In het laatje ligt een boekje. Het is een album? Een plakboek? Een……
Wat is een album, plakboek……
De leerkracht schrijft het op de flap, zodat de kinderen mee kunnen kijken.
Luisterhouding
Materialen
 Handleiding ‘Fonemisch en fonologisch bewustzijn’ (LS3)
Doel
o De leerlingen kunnen woorden nazeggen die worden gefluisterd.
o De leerlingen kunnen zinnen nazeggen die worden gefluisterd.
o De leerlingen kunnen opdrachten uitvoeren die worden gefluisterd.
Inhoud activiteit
Zie handleiding ‘Fonemisch en fonologisch bewustzijn’ blz. 41.
De leerkracht fluistert een leerling een woord in het oor en de leerling herhaalt dit woord.
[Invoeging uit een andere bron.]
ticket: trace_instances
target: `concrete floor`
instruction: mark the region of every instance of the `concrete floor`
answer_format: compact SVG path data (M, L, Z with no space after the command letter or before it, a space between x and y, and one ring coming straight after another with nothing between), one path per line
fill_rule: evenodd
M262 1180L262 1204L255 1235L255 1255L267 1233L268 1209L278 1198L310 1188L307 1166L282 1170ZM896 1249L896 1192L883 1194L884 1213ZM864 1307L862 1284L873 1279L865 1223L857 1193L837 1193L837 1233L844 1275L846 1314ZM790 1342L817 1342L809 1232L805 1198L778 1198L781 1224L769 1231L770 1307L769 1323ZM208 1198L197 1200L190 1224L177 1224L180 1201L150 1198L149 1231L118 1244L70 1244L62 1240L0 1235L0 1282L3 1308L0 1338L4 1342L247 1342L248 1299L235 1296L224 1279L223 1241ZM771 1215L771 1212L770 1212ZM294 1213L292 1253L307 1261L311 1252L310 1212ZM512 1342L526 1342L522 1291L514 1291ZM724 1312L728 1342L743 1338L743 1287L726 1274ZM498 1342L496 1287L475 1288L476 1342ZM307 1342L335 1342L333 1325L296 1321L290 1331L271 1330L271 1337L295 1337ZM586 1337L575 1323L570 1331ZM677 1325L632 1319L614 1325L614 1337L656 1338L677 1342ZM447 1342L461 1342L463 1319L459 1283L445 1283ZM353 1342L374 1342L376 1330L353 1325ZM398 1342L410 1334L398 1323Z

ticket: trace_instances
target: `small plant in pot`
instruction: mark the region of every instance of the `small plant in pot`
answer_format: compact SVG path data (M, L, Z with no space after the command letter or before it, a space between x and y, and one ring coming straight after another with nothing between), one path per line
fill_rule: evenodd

Om het
moeilijker te maken kan de leerling het woord in het oor fluisteren van een andere leerling, die op zijn
beurt het woord hardop herhaalt.
Ditzelfde met zinnen.
Als afsluiting fluistert de leerkracht een opdracht in het oor van de leerling, die hij op zijn beurt
uitvoert.
Verwerking
De leerlingen kunnen deze opdrachten in twee-, drie- of viertallen zelfstandig uitvoeren tijdens de
werkles.
Luisterhouding
Materialen
 Handleiding ‘Fonemisch en fonologisch bewustzijn’ (LS5)
 Boek ‘Feestkriebels’ van Carry Slee
Doel
o De leerlingen onderscheiden auditief een of meer trefwoorden in een reeks woorden of zinnen.
Inhoud activiteit
Zie handleiding ‘Fonemisch en fonologisch bewustzijn’ blz. 47.
Spreek met de kinderen een woord af waar ze tijdens het voorlezen op mogen / moeten reageren.